Grom nimmt als Narr mit dem Eulenspiegel kein Blatt vor den Mund und schreibt dem braunen Mob in Sachsen in aller Deutlichkeit ins Stammbuch: „Pack bleibt Pack, doch Mainz bleibt Mainz!“ Großes Narrenkino ist seine Trumpsche Versenkungsmethode à la Gullydeckel, die in dem von Herzen kommenden Schlussatz mündet: „Und im Kanal die Rattenschar, die hat Besuch aus USA.“ Grom beherrscht die hohe, ja höchste Kunst des närrischen Protokollers, mit Klartext und Pointe zu jonglieren, dem Volk aufs Maul zu schauen, ihm aber zugleich den Spiegel vorzuhalten – und am Ende durchaus besinnlich-moralisch zu schließen: „Ein Zauber liegt in unserem Fest, der Fremde Freunde werden lässt./ Ach wenn auf unserer Welt, ich wünscht es sehr, doch immer Mainzer Fastnacht wär‘.“ Da verneigt sich der Saal und dankt mit stehenden Ovationen.
Nostalgisch und ein bisschen wehmütig macht ein anderer alter Hase danach weiter: Peter Beckhaus nimmt Abschied von der Narrenbühne, und das mit dem Lied, das ihn vor 20 Jahren zum Star machte. Doch Beckhaus wär‘ kein echter Narr, würde er nicht seinen eigenen Ruhm glossieren, und so wird aus der „Feuerwehr“ erst mal eine Bilanz der Folgen des Liedes. Die Original „Heut‘ spielt die Feuerwehr“ darf danach natürlich nicht fehlen, und so mancher im Saal schmettert mit Inbrunst und in Erinnerungen verloren mit.
Christoph Seib versteht danach die Welt nicht mehr, nun ja, sein Frauenbild ist ja auch ein wenig in der Vergangenheit stecken geblieben, dabei wollte er doch nur eine Hommage an seine Oma dichten.

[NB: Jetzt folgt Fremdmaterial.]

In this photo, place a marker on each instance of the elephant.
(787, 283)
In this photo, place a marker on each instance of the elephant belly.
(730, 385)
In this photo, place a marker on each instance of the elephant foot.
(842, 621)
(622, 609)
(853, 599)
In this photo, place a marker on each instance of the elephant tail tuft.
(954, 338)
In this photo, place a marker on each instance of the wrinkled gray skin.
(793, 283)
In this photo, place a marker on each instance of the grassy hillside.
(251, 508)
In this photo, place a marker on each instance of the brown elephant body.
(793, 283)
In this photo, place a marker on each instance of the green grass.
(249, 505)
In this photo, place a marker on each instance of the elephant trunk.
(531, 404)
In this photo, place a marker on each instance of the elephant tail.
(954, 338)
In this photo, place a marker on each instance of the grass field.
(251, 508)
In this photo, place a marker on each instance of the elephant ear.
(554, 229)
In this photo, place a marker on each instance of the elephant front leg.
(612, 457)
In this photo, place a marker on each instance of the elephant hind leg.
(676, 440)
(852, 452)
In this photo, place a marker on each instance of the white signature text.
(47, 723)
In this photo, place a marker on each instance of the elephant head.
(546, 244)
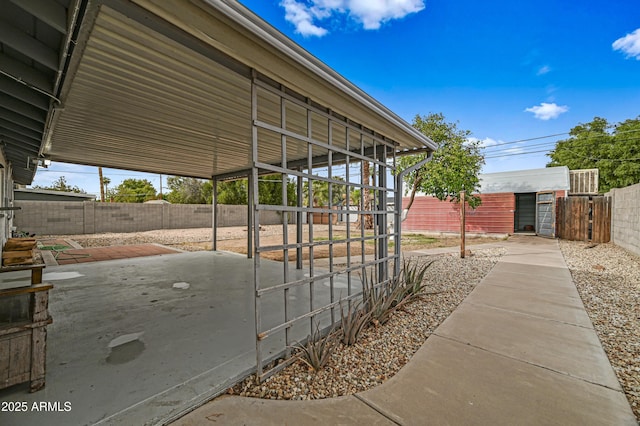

Doch sein furioser Ritt durchs Radioprogramm der 80er, der ist vom Feinsten: von Backstreet Boys über japanische Oper bis hin zu Fußball, Verkehrsmeldungen, Backrezept und Schlager geht die rasante Reise, die in Minutenschnelle aus einem einzigen Mund sprudelt – und in der Vision „Wenn ich König der Fastnacht wär‘ mündet“.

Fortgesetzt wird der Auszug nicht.